It has become a trend for people to call themselves something other than “feminist” despite their identifying as a feminist. One of these other titles is “womanist.” Womanism is also known as Intersectional Feminism. This is because it focuses on the intersections of all the problems that lead to the oppression of women. I find myself drawn more to Intersectional Feminism than I am to any of the other subcategories. However, I don’t like to call myself a womanist. I prefer to call myself a feminist.
Of all the subcategories within Feminism, Intersectional Feminism acknowledges that not all Feminists are cis women, and trans* feminists are oppressed in part because they are trans*. However, to call oneself a womanist in part ignores that oppression. Both Feminism and Womanism can work towards the same end, but Feminism as a title is more inclusive. A lot of people complain that Feminism is an exclusive title because it ignores anyone who isn’t biologically female, but Feminism deals with the feminine, not the female. This means that it can be inclusive to the feminine in everybody. It can be inclusive to those who identify as cis-gender women, but it also includes trans women who are oppressed because of their femininity, it includes all trans* people whether they were born biologically male of female because we are all judged by our femaleness and lack of femininity of our maleness and femininity, it includes cis-gender males who are not straight because their sexuality causes them to be seem as feminine, whether that is true or not, and it includes cis-gender straight men who are forced to hide a part of themselves lest they be seen as feminine. In other words, Feminism fights to make the feminine equal to the masculine in society. This is one reason why Feminism is so divided: some feminists focus on biological sex divisions because having babies and caring for them is the ultimate form of femininity, some focus on gender because women are expected to be nurturing homemakers, which is considered feminine, some focus on getting women involved in politics, because masculine traits are what are valued in politics, etc. In all cases, it is the feminine that is being oppressed, and women/females are oppressed because women/females are supposed to be feminine. But not all women/females are feminine, and not all feminine people are women/female.

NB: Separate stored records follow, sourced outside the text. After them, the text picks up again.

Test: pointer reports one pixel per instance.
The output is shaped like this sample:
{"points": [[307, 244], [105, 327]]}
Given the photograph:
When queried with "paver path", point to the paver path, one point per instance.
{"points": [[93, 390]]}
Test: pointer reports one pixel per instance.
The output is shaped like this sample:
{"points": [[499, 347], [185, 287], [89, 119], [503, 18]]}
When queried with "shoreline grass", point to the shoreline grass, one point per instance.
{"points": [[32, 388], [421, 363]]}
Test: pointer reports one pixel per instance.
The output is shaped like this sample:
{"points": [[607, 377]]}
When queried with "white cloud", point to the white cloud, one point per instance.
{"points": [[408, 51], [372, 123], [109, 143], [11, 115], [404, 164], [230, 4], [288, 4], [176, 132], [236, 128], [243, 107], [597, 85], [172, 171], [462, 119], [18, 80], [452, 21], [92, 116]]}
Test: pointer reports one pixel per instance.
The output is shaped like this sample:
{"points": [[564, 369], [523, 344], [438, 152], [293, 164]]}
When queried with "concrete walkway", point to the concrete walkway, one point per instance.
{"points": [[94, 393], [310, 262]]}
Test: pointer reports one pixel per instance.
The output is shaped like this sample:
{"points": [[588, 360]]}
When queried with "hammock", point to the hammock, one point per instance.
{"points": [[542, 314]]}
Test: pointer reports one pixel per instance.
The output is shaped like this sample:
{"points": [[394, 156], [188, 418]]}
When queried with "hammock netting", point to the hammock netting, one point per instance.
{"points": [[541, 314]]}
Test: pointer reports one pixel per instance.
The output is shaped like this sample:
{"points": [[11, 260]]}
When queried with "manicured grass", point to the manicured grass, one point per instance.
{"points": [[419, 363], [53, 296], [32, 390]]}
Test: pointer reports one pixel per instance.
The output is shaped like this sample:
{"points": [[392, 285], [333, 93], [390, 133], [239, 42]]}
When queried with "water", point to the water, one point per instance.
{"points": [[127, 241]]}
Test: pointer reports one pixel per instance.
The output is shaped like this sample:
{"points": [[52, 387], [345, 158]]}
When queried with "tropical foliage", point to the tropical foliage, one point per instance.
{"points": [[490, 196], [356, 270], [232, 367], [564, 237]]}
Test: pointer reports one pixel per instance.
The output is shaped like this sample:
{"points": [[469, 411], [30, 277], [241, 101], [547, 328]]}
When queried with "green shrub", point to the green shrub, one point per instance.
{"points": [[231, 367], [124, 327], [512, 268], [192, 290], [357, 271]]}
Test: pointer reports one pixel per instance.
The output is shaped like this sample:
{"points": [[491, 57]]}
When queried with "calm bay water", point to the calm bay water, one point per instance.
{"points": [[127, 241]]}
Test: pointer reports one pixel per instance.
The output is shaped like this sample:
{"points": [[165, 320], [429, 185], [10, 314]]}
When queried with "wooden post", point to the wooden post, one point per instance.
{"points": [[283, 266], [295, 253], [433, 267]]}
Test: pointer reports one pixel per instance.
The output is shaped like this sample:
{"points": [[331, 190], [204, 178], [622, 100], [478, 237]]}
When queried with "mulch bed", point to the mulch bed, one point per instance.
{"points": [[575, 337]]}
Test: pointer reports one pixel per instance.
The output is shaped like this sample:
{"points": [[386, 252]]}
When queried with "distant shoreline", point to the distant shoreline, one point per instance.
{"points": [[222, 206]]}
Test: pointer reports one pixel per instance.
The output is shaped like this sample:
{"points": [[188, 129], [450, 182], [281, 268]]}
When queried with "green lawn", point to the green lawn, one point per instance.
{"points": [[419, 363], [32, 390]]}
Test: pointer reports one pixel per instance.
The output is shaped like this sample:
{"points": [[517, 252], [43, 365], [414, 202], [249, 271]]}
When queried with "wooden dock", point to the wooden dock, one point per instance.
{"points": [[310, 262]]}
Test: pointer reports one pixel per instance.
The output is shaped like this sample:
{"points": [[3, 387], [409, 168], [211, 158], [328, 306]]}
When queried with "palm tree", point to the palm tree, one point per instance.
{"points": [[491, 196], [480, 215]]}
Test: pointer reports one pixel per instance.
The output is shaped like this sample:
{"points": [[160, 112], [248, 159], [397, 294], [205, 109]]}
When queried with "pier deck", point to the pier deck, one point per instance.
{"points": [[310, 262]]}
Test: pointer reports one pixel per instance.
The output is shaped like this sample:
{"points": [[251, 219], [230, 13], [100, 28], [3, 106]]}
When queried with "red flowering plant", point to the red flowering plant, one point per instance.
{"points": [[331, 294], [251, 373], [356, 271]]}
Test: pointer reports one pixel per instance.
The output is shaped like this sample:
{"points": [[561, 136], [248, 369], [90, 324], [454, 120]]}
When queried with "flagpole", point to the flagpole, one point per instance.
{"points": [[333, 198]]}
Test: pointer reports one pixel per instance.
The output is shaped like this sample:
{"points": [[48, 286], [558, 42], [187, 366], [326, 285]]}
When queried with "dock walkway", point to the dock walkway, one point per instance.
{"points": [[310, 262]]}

Womanism, however, is not as inclusive. Everybody has some femininity in them, but only one type of person is a woman: a person whose gender is woman. This means that only cis and trans women are included in Womanism. I don’t identify as a woman, so I am not included within Womanism, but I’m female, so I’m included in Feminism. As such, I can’t call myself a womanist. I’m all for ending oppression, but I’d prefer to do so in the most inclusive manner possible. And I certainly don’t want to see myself get left behind in the process.
Of course, inclusivity has it’s price too. The movement has to be inclusive without being too inclusive, otherwise it becomes useless. That is why I consider myself a feminist while also calling myself a humanist and an egalitarian. Feminism works towards a specific goal, which is a different goal from humanism and egalitarianism. They are all necessary groups, but they do the most good when they are kept separate.